Achieved a 10% production capacity increase for a small medical devices manufacturer by combining machine learning and on-the-line experimentation
Pharmaceuticals
Production Capacity Increase

Client Context And Challenges
Our client, a leading pharmaceutical manufacturer, operates multiple assembly lines producing small medical devices.
The client faced significant production downtime caused by small parts jamming across robotic assembly stations (~50 per line), severely impacting Overall Equipment Effectiveness (OEE) and production capacity.
Increasing market demand required a scalable solution to address downtime and improve productivity.
Our Approach
Conducted a root-cause analysis using manufacturing system data, shift records, and alarm logs to single out machine settings as the main driver of poor line performance.
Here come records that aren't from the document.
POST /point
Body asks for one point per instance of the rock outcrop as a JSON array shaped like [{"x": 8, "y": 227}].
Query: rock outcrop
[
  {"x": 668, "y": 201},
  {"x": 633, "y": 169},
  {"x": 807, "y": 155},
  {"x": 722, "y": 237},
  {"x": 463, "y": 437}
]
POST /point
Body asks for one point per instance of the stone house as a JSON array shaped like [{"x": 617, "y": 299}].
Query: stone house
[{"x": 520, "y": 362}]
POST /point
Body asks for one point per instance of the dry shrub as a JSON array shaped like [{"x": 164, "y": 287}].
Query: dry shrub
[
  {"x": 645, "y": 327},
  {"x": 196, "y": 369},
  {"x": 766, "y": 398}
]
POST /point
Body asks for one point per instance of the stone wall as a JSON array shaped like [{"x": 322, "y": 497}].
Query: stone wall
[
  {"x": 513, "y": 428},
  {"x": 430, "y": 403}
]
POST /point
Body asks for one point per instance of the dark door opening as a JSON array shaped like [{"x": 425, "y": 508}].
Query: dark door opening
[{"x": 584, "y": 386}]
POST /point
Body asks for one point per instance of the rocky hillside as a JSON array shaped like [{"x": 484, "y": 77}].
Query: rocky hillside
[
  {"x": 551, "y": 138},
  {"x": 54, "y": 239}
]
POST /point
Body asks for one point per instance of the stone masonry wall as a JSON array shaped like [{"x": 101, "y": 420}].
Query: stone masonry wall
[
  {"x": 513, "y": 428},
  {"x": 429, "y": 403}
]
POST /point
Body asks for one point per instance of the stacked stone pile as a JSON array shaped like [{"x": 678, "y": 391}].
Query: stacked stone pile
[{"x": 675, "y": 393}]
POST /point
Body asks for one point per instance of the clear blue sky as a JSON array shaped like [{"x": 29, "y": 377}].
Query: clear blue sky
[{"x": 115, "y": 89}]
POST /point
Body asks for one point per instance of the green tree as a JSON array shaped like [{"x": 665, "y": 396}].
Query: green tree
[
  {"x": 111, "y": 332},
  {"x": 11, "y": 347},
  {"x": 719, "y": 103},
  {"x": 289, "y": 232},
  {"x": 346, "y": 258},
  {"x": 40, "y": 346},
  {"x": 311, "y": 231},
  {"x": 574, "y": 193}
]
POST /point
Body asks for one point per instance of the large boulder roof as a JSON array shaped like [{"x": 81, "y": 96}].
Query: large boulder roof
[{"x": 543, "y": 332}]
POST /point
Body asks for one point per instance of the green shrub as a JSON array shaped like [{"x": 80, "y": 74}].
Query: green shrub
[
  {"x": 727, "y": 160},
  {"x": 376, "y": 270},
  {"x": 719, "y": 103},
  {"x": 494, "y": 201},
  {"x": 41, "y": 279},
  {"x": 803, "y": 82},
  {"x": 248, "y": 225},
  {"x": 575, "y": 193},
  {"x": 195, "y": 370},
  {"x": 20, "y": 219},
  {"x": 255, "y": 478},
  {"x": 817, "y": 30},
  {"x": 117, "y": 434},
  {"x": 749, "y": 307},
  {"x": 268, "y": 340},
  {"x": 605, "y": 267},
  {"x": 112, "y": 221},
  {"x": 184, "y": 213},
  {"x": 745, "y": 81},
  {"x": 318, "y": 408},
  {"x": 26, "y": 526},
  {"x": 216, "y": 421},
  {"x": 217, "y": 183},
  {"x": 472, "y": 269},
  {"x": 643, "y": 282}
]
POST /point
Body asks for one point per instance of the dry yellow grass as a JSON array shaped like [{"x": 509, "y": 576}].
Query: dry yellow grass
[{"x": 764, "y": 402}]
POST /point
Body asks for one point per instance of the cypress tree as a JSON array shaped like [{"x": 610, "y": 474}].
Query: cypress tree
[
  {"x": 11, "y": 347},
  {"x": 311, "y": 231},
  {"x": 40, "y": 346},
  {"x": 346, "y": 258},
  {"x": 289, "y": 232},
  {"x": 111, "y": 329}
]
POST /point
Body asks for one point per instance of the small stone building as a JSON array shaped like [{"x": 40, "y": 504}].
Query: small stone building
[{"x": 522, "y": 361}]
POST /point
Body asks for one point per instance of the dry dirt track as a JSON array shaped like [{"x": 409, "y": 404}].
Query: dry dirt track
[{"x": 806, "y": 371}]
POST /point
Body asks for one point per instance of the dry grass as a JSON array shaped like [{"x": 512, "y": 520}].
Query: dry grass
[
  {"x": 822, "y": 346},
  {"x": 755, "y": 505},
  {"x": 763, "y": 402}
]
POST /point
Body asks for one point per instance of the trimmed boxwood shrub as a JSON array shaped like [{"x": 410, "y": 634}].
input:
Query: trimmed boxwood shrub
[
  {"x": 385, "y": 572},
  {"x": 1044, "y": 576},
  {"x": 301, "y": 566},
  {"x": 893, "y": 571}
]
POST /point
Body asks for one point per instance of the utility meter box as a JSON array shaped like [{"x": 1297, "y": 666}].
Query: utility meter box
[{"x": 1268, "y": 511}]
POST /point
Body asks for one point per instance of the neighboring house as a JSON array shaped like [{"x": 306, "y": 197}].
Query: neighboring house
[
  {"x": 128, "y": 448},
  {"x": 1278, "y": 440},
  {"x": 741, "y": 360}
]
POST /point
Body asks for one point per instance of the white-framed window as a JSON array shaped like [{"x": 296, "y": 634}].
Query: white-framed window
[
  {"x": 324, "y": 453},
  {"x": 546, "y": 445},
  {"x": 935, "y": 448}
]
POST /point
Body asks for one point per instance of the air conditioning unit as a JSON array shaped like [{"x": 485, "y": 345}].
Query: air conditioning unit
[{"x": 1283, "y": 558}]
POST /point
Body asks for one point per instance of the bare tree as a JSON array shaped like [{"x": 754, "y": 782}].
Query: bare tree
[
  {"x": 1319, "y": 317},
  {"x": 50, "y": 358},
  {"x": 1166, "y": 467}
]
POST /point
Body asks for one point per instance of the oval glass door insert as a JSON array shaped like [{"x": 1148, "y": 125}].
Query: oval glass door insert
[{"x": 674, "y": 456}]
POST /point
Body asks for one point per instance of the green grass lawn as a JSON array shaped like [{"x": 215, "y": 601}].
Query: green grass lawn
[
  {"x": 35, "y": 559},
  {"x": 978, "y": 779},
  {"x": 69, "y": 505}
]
Due to the lack of historical data on machine settings, we implemented a structured Design of Experiments (DOE) campaign to collect the necessary data for machine learning models to optimize machine parameters on each assembly station.
Packaged the DOE framework into a software interface, enabling operators to implement optimal settings.
Successfully piloted the solution on one line and trained the client’s team to roll it out across additional lines.
Impact We Achieved
Delivered a 10% increase in OEE per line, significantly enhancing production capacity.
Reduced downtime by 50-80% in critical assembly stations through optimized machine settings.
Established a replicable and sustainable process for continuous improvement, empowering the client’s teams to maintain gains and scale improvements across other lines.